During my frenzy of preparation for the ACRP CCRA certification exam, in 2003, a colleague asked me why I was so determined to become an ACRP certified monitor. “It is just a piece of paper. “ She informed me. “It really doesn’t mean anything. “
I was not experienced enough to provide an adequate response. And so I chose not to answer her question. My reasons for taking the exam were personal. I had been waiting for 3 years to take the certification exam. I knew it would boost CV content and lend job credibility. I was not aware of the far reaching and dramatic impact it would have on my fledgling career.
As I near my 11 year anniversary as an ACRP certified CRA, I see this essay as an opportunity to finally answer that auspicious question posed by my colleague, and to inform anyone considering the certification pathway, that it is a career transforming decision. For me, it replaced uncertainty with confidence; it collated a disorganized knowledge base, and made straight a once undirected career path.
I had a trial by fire inception into clinical research.

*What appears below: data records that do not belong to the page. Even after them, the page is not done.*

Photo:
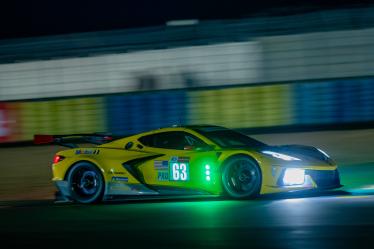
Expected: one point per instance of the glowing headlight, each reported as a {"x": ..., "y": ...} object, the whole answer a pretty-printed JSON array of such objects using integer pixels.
[
  {"x": 324, "y": 153},
  {"x": 294, "y": 177},
  {"x": 280, "y": 155}
]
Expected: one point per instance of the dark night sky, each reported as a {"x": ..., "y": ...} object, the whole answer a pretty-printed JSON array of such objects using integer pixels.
[{"x": 35, "y": 18}]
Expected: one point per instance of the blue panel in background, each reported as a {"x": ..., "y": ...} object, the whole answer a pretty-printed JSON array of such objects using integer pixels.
[
  {"x": 343, "y": 101},
  {"x": 128, "y": 114},
  {"x": 314, "y": 103}
]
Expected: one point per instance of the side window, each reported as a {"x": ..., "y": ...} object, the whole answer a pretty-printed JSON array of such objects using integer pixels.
[
  {"x": 194, "y": 141},
  {"x": 170, "y": 140},
  {"x": 147, "y": 140},
  {"x": 175, "y": 140}
]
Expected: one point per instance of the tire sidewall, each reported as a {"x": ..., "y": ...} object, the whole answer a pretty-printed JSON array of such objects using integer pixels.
[
  {"x": 97, "y": 197},
  {"x": 226, "y": 166}
]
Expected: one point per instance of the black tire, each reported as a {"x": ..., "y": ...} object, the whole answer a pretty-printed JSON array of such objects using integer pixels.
[
  {"x": 241, "y": 177},
  {"x": 86, "y": 183}
]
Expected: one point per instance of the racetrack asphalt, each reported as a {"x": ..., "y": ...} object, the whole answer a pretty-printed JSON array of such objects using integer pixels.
[
  {"x": 336, "y": 219},
  {"x": 342, "y": 218}
]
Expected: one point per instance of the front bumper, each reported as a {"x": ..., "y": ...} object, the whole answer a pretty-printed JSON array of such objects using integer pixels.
[{"x": 320, "y": 179}]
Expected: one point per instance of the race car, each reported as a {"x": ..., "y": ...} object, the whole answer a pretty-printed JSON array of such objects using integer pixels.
[{"x": 201, "y": 160}]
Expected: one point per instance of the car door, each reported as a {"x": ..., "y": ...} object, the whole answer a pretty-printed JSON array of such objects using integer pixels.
[{"x": 183, "y": 167}]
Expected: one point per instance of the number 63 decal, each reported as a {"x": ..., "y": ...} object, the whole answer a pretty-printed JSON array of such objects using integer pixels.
[{"x": 179, "y": 171}]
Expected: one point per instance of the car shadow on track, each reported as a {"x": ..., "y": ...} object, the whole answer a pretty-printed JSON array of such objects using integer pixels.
[{"x": 133, "y": 200}]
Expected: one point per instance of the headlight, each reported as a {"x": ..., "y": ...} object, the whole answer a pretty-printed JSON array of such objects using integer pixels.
[
  {"x": 280, "y": 155},
  {"x": 324, "y": 153},
  {"x": 294, "y": 177}
]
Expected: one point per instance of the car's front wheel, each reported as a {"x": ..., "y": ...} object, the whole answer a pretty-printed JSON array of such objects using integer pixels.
[
  {"x": 86, "y": 183},
  {"x": 241, "y": 177}
]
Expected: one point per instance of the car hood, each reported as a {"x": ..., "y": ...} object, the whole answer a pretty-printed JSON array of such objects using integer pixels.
[{"x": 302, "y": 152}]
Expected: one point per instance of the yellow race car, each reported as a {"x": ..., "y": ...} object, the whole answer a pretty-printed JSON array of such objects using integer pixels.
[{"x": 185, "y": 161}]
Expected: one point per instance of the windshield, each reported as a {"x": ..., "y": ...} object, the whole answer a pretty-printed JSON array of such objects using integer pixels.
[{"x": 226, "y": 138}]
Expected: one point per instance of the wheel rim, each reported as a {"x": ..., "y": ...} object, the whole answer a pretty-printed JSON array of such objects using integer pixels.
[
  {"x": 241, "y": 178},
  {"x": 85, "y": 183}
]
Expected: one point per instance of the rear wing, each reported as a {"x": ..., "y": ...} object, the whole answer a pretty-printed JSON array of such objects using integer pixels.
[{"x": 71, "y": 140}]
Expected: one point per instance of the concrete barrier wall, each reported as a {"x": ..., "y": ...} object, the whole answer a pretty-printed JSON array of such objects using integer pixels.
[{"x": 252, "y": 106}]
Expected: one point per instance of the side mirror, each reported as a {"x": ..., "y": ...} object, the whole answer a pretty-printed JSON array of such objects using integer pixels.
[{"x": 200, "y": 148}]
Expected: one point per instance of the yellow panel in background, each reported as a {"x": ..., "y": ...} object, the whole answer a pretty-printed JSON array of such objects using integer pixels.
[
  {"x": 242, "y": 107},
  {"x": 79, "y": 115}
]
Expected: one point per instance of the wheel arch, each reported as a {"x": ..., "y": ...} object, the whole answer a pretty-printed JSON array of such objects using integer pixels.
[{"x": 101, "y": 170}]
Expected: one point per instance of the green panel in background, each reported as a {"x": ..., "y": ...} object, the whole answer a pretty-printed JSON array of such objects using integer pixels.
[
  {"x": 242, "y": 107},
  {"x": 65, "y": 116}
]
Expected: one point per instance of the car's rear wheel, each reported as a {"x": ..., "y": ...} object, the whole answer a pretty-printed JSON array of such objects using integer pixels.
[
  {"x": 241, "y": 177},
  {"x": 86, "y": 183}
]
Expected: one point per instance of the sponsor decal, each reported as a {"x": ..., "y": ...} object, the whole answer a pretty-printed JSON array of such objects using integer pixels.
[
  {"x": 87, "y": 152},
  {"x": 120, "y": 179},
  {"x": 163, "y": 176},
  {"x": 161, "y": 165},
  {"x": 179, "y": 168}
]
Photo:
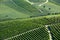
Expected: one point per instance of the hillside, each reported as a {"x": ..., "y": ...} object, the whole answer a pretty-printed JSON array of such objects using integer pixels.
[{"x": 29, "y": 20}]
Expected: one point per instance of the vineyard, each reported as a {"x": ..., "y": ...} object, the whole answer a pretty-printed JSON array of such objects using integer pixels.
[{"x": 29, "y": 19}]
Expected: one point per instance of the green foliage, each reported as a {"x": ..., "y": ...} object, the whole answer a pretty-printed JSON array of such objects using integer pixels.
[{"x": 55, "y": 31}]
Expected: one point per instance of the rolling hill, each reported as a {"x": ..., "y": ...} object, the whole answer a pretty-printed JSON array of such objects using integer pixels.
[{"x": 29, "y": 20}]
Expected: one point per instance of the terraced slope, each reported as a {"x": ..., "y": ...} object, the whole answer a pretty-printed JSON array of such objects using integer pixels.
[
  {"x": 55, "y": 31},
  {"x": 17, "y": 9},
  {"x": 12, "y": 28},
  {"x": 34, "y": 35},
  {"x": 55, "y": 1}
]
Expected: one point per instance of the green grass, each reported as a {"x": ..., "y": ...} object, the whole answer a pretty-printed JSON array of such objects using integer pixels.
[
  {"x": 55, "y": 31},
  {"x": 12, "y": 28},
  {"x": 34, "y": 35},
  {"x": 57, "y": 2}
]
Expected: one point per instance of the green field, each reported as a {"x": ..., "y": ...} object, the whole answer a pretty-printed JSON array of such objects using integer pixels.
[{"x": 29, "y": 20}]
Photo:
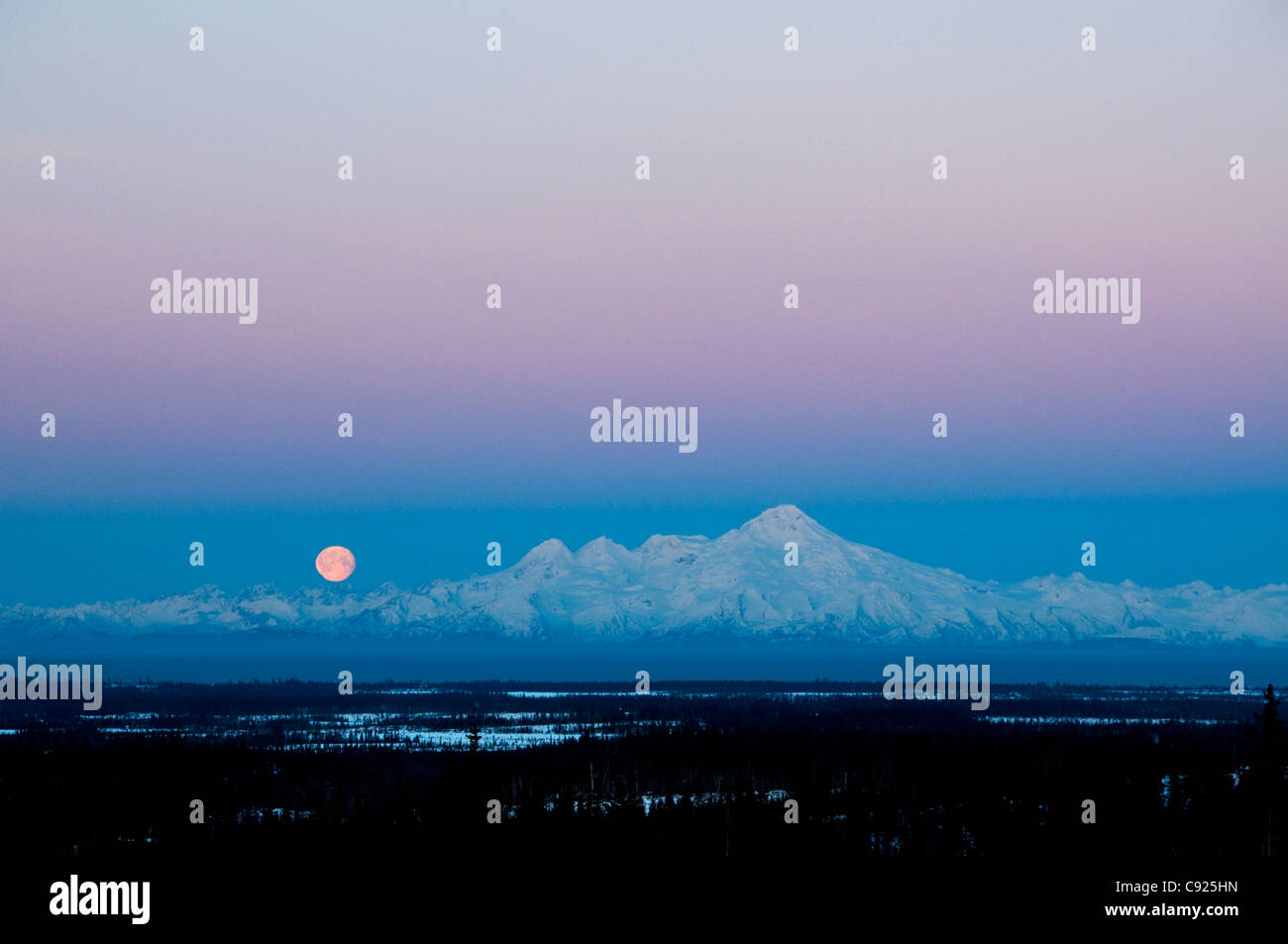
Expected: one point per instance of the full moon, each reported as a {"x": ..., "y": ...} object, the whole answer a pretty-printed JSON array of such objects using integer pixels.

Soon after nursing school, I accepted a study coordinator position with a lot of enthusiasm and ZERO experience. I rapidly gained critical knowledge; both what to do, and what not to do. At my first investigator’s meeting (intimidated and weary), I was befriended by an experienced study coordinator. That was my first introduction to the CCRC/CCRA acronym, which the study coordinator proudly displayed on her name badge (CCRC). When I asked her what the letters represented, she informed me that she has taken a certification exam sponsored by a renowned research organization, and she was a certified clinical research coordinator. To my naive perception, that certification was the proverbial gold standard of clinical research expertise. However, that initial impression was surprisingly accurate. ACRP certification is universally recognized and highly respected certification to attain, and I feel proud to be a part of such a noteworthy organization.

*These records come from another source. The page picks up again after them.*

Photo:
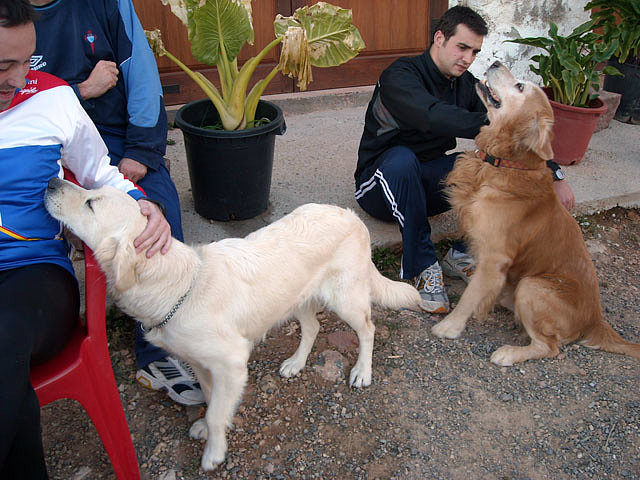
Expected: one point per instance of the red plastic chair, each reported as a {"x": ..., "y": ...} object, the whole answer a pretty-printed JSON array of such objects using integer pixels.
[{"x": 83, "y": 372}]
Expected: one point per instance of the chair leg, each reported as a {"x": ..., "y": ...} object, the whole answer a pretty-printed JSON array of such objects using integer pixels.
[{"x": 102, "y": 402}]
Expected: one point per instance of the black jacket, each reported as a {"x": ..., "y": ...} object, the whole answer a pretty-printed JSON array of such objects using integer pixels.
[{"x": 415, "y": 105}]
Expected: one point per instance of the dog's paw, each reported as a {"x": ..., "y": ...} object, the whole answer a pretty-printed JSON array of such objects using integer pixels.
[
  {"x": 291, "y": 367},
  {"x": 504, "y": 356},
  {"x": 447, "y": 329},
  {"x": 360, "y": 377},
  {"x": 199, "y": 430}
]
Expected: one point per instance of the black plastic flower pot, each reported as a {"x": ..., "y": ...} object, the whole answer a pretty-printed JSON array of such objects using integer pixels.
[
  {"x": 230, "y": 171},
  {"x": 628, "y": 86}
]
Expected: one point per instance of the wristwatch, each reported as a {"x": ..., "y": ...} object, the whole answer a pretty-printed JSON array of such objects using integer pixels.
[{"x": 556, "y": 171}]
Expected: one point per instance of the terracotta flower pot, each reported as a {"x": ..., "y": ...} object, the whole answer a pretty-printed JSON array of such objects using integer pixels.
[{"x": 573, "y": 129}]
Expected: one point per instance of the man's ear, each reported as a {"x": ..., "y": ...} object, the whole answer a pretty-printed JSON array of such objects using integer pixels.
[{"x": 119, "y": 260}]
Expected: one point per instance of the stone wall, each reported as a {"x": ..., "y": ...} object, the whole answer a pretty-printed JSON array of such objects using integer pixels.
[{"x": 508, "y": 19}]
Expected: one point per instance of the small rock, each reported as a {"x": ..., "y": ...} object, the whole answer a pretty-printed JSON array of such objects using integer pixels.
[
  {"x": 168, "y": 475},
  {"x": 330, "y": 366},
  {"x": 343, "y": 341}
]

Passing the certification exam was a bittersweet and wonderful accomplishment. Let me preface this by saying that I am NOT adept with timed testing. I am methodical and consider every answer, which does not align with the constraints imposed on timed examinations. I was daunted to discover the 3 hour parameter of the examination. But I was determined and spent hours reviewing research regulations and guidelines, to adequately prepare myself.
I likewise felt enormous pressure to pass the exam, from several sources. Being a type A perfectionist, as most CRAs are, I placed an inordinate amount of pressure on myself to pass the first time. My then employer covered the exam fee, and had high expectations of my performance. To cap off the pressure trifecta, I was notified at the last minute that my supervisor would be taking the exam with me. Could it get any better than that?
I felt cautiously optimistic the morning of the exam. I had prepared to the best of my ability, and had to trust the effort would dictate the outcome. However that peace of mind proved fleeting once I entered the examination area and held the 125 question test in my hand. The administrator informed us that we had 3 hours to complete the test. My confidence progressively waned, replaced with worry, as I witnessed each test taker complete the exam and exit the facility. I was the second to last person to finish the exam- I stopped short with five minutes to spare, and a number of questions unanswered, I felt dejected , and my prospects for passing dismal. It was hard to fathom that all of that effort had been for naught.
Three weeks later I received the glorious letter informing me that I was a certified CRA. My hands were unsteady as I opened the envelope. I am sure my neighbors thought me crazy as I whooped, hollered and danced a jig in the condominium mail room. I did not care. I was exultant, and relieved to have passed the examination.
CCRA certification was the final proverbial milestone in my educational journey as a monitor. It confirmed my industry knowledge and monitoring proficiency. In preparing for the exam I gained a vital understanding of the regulations that govern research, which expedited future assimilation of clinical research directives and information pivotal to monitoring performance.
My answer to anyone who feels that obtaining certification does not make a difference? Trust me when I tell you, I would not have gotten as far as I have without it.